The house itself seemed to sprawl for miles. It was an architectural dream, all sharp angles and perfect windows. The landscaping was astonishing, with perfect bushes and plantings complementing every angle of the perfect house.
We warily climbed from our dilapidated SUV and glanced at the simple bottle of $10 wine we had brought as a housewarming gift. “A little bit of under-kill, huh?” I asked my husband.
He stared at the house, his mouth agape, and asked, “Can they really afford this? I mean, they’re younger than us…”
We climbed the perfect staircase and rang the perfect doorbell, plastering fake smiles on our faces, forcing our little green demons to hide for the evening. Of course we were jealous. We were plugging away at our modest house payments, and it seemed we had nothing to show for it. At least nothing like this!
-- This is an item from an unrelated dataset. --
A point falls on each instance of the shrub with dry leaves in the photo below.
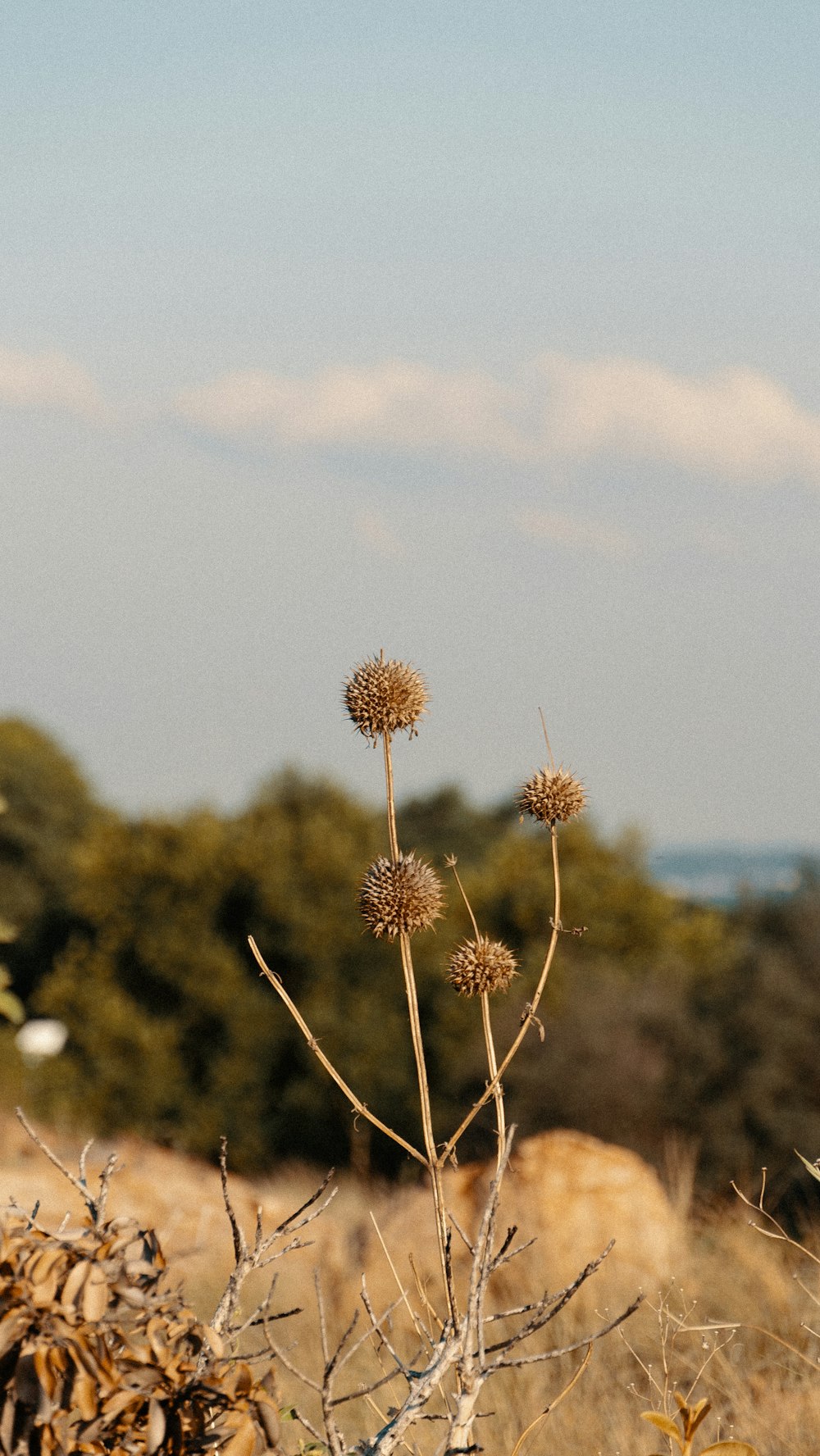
(99, 1354)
Waiting for the Joneses to answer our knock, we were prepared for a stunning interior, beautifully decorated for an extravagant party. But Molly answered the door in jeans and a nice shirt and showed us into her beautiful living room…strangely empty of a single piece of furniture.
We exchanged pleasantries, and Molly led us to the kitchen, calling over her shoulder, “The party will be in the kitchen. We’ve been so busy, we haven’t had a minute to buy furniture.”
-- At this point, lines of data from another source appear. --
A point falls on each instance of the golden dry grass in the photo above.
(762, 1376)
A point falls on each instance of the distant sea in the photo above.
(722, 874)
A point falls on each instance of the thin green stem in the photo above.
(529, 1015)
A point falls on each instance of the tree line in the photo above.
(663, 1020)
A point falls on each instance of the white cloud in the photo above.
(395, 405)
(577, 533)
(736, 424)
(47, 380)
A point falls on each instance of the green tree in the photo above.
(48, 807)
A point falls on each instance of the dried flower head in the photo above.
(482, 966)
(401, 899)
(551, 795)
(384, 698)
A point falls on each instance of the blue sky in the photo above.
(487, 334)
In the kitchen, there were a few stools at the counter, but Molly had settled for a buffet style party. She pushed the table back to the far wall of the attached dining room, and some simple appetizers completed a modest spread.
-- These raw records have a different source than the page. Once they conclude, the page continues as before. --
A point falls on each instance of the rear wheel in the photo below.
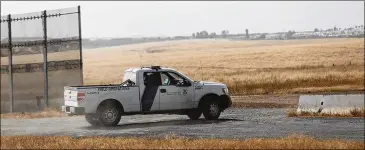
(109, 114)
(211, 110)
(194, 114)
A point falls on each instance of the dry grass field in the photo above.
(171, 142)
(247, 67)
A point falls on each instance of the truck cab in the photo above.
(147, 90)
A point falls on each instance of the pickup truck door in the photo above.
(173, 96)
(150, 99)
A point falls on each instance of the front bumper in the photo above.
(73, 110)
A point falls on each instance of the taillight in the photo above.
(80, 96)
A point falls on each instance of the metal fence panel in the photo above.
(27, 41)
(64, 54)
(46, 52)
(4, 50)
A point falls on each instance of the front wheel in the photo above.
(211, 110)
(194, 114)
(109, 115)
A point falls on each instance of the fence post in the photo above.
(45, 51)
(80, 44)
(10, 56)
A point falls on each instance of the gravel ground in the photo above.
(233, 123)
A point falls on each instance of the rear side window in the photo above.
(152, 79)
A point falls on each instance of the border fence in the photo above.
(41, 52)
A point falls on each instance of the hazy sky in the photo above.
(127, 18)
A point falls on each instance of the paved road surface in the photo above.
(233, 123)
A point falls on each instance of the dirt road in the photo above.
(233, 123)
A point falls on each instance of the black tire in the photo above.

The party was a success, although the missing furniture made some guests leave rather early, including Mike and me. I assured Molly we would have to get together soon, planning a nice evening out on the town.
But that evening never came. Molly kept blowing off plans until I finally asked her to come up with a time and place. She asked us over to their home for pizza and game night one evening, which sounded fantastic.
We arrived, expecting the house to be furnished after their many months to settle in, but the house was still empty. We sat at the simple dining room set Molly bought at a discount store right after college, ate frozen pizza and played cards.
The evening was nice – we really did like hanging out with the Joneses. But they didn’t seem like themselves while we were there. It seemed like Molly forgot how to laugh, and Jake didn’t smile at anything. They looked drained and overworked.
I finally pulled Molly aside and asked if she was ok. She shrugged it off and said money was tight, but they should both be getting cost of living raises soon. She knew their luck would turn around. Plus, they both had second jobs now to make a few extra bucks. They were one of the many families who had over-extended themselves and couldn't afford anything besides their house payment. They were "house poor."
I told her the next night was on us, at our home: a chicken dinner with roasted vegetables and a nice wine. Molly smiled and hugged me, relief washing over her face.
Mike and I talked on the way home, and we decided that even if our house wasn’t a fabulous architectural dream, we were happy where we were, complete in the creature comforts of simple furnishings. We do hope the Jones’s luck turns around, but we wish we could have cautioned them to carefully consider the amount of house they could afford, to keep them from becoming house poor.